Here we used single-cell transcriptomics to dissect the nature of monoallelic expression in somatic cells. In contrast to previous studies that analyzed bulk-populations of longer-term expanded cell cultures8,10,11,14,15, we show that clonal aRME is very scarce (<1%) in primary and in vivo cells. Indeed >95% of observed cellular aRME was dynamic, with levels correlating with the transcriptional activity of the cells and further reflected from immune-activated responses and cell-cycle phase. These data alter the interpretation of several previous reports on monoallelic expression27–33, as cellular observations of monoallelic expression alone is not indicative of stable allele-level regulation. This also questions the notion of widespread clonal aRME affecting thousands of genes8,10,13,34. The revelation that clonal aRME appear only at miniscule levels in somatic primary and in vivo cells advances our knowledge of allele-specific gene expression and shed light on how variable expressivity and penetrance may emerge from aRME. Thus, in addition to heterogeneity emerging from scarce clonal aRME8, by far the majority of cellular variability in allelic expression occurs randomly throughout somatic cell populations and fluctuates over time.

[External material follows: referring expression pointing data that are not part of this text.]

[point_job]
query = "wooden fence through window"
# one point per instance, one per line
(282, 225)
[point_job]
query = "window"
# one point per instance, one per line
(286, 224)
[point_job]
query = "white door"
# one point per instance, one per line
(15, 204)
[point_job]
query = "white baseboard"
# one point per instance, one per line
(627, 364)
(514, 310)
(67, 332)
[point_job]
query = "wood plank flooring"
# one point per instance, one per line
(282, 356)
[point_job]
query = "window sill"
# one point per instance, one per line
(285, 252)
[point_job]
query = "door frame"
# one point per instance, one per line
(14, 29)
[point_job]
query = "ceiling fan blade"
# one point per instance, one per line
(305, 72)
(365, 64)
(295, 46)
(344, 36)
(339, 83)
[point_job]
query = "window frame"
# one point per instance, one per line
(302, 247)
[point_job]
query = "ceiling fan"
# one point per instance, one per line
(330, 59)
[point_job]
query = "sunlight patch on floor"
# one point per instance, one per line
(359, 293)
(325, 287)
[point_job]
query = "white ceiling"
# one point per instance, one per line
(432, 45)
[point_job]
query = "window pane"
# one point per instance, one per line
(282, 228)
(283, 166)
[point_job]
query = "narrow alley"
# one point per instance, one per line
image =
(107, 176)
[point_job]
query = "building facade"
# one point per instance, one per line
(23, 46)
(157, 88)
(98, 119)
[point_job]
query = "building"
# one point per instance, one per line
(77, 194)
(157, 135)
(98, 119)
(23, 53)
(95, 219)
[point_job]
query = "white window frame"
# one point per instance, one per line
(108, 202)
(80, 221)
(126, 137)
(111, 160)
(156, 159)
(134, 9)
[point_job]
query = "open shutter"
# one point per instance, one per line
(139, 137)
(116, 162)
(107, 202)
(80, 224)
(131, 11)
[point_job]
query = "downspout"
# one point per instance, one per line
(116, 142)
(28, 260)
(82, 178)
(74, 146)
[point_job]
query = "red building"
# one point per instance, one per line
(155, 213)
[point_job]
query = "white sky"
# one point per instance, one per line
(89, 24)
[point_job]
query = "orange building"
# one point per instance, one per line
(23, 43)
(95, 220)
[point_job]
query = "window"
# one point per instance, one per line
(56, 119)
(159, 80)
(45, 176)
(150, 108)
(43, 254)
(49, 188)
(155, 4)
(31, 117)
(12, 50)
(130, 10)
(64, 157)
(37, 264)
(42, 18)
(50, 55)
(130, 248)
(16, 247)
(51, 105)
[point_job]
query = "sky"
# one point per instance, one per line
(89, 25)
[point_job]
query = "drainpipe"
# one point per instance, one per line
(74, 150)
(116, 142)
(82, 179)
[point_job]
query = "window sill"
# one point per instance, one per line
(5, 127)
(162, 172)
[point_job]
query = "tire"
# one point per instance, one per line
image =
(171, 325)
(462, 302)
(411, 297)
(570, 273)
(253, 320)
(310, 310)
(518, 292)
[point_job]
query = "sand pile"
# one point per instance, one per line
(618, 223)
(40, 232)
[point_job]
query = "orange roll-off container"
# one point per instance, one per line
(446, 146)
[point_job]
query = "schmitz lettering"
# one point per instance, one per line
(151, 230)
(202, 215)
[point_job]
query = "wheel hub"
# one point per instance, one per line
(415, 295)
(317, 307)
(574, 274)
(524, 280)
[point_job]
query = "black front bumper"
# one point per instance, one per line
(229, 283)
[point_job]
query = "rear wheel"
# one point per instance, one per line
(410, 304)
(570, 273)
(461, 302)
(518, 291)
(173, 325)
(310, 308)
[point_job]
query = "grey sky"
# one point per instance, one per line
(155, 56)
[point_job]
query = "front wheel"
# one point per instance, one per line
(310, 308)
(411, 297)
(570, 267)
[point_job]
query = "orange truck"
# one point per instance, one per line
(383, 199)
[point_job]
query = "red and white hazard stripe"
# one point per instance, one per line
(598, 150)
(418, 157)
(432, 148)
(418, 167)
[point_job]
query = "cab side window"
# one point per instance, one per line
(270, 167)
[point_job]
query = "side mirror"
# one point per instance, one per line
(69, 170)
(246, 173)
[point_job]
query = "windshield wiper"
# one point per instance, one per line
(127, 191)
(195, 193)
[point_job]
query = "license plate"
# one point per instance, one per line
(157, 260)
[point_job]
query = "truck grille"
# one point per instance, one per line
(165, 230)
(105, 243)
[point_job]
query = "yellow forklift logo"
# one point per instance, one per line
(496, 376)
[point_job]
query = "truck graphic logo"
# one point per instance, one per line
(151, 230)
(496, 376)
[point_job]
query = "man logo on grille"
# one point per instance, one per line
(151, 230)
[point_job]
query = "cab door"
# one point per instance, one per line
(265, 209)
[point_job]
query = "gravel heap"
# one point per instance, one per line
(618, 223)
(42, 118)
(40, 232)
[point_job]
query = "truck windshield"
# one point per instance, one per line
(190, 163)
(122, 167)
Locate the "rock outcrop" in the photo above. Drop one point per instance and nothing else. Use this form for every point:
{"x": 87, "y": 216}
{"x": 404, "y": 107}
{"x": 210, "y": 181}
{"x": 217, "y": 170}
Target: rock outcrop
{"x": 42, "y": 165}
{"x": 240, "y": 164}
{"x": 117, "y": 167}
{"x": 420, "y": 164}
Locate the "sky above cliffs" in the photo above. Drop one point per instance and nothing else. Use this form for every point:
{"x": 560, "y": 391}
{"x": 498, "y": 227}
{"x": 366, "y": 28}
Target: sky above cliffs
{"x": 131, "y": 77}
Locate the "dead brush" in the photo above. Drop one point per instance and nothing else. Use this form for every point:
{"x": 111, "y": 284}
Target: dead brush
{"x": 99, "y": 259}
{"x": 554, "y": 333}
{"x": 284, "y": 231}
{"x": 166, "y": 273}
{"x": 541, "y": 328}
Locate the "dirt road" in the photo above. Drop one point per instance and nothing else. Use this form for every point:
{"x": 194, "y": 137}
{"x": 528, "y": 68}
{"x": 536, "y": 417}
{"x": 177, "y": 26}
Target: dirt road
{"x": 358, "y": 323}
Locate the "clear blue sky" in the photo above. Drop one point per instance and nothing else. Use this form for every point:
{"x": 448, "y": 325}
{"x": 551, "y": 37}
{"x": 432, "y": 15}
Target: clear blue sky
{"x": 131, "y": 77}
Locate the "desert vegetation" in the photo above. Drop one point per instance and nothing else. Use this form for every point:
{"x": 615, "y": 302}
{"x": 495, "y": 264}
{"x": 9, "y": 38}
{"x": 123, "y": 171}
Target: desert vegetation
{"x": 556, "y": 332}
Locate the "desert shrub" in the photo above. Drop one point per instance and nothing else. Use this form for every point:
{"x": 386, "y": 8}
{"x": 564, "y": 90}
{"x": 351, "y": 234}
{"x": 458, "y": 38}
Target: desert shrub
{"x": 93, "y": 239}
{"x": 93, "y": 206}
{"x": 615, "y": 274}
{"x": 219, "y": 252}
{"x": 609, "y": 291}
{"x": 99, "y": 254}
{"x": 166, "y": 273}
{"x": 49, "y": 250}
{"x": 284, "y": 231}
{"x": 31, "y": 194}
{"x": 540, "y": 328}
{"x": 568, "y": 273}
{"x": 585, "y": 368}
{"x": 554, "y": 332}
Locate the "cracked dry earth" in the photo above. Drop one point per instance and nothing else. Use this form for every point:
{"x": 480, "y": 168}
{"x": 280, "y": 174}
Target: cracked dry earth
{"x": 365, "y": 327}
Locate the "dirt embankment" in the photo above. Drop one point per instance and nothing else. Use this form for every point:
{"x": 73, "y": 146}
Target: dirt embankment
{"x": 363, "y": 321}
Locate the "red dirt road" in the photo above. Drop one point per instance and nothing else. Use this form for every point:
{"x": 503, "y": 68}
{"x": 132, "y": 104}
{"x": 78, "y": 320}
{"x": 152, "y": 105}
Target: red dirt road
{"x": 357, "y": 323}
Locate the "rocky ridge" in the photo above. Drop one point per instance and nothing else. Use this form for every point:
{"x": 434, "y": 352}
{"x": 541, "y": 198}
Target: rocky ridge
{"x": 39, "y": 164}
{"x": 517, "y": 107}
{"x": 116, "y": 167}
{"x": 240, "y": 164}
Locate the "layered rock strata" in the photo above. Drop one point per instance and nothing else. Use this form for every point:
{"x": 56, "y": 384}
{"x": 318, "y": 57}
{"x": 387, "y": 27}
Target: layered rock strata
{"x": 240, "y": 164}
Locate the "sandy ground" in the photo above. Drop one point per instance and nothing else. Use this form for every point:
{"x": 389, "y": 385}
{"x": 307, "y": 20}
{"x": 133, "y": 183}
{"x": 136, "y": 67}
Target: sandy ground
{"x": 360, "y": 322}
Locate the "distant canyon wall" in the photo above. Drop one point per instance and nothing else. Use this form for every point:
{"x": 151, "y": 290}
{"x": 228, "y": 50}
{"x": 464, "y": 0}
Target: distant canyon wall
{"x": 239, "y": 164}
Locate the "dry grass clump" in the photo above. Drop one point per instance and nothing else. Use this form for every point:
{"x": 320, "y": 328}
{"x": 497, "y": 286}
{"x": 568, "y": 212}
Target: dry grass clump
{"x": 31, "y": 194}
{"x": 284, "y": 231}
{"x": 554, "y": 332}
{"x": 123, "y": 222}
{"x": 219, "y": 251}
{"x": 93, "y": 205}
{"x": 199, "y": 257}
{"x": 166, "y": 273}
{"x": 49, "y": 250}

Primary fibroblasts were derived from adult CAST/EiJxC57BL/6J or C57BL/6JxCAST/EiJ mice (ethical permit: N343/12, Jordbruksverket) by skinning, mincing and culturing tail explants in fibroblast medium (Supplementary Note 2). For one clone (cl6) the fibroblasts were derived from minced E14.5 skin instead of tails, using the same procedure. After removal of explants, the culture was passaged twice to attain a pure fibroblast culture. Cells from passage 2–4 were dissociated (TrypLE Express, Gibco Ref. 12604-013), diluted to low cell density, and cells were picked by mouth pipetting using a thin glass capillary under 10x or 20x magnification. Cells for RNA-seq were transferred to RNAse-free PCR tubes containing 2µl Smart-seq2 lysis buffer and snap-frozen on dry ice.
Smart-seq2 cDNA libraries were prepared as described earlier19 and outlined in Supplementary Note 2. The cDNA was purified using AMPure XP beads (Beckman Coulter, Ref. A63882) and inspected on an Agilent 2100 Bioanalyzer to determine cDNA concentration and size distribution.
Successful cDNA libraries were tagmented, either using the Nextera XT DNA kit (Illumina Cat. FC-131-1024) or using our in-house-generated Tn5 (which produces sequencing libraries of indistinguishable characteristics to those generated using the Nextera XT kit)35. Details on tagmentation and library amplification are available in Supplementary Note 2. Libraries were purified using AMPure XP beads and inspected on an Agilent 2100 Bioanalyser. Sequencing was performed on an Illumina HiSeq2000. All mouse single-cell RNA-seq libraries used in the analyses of aRME are listed in Supplementary Table 1 and deposited to GEO (GSE75659).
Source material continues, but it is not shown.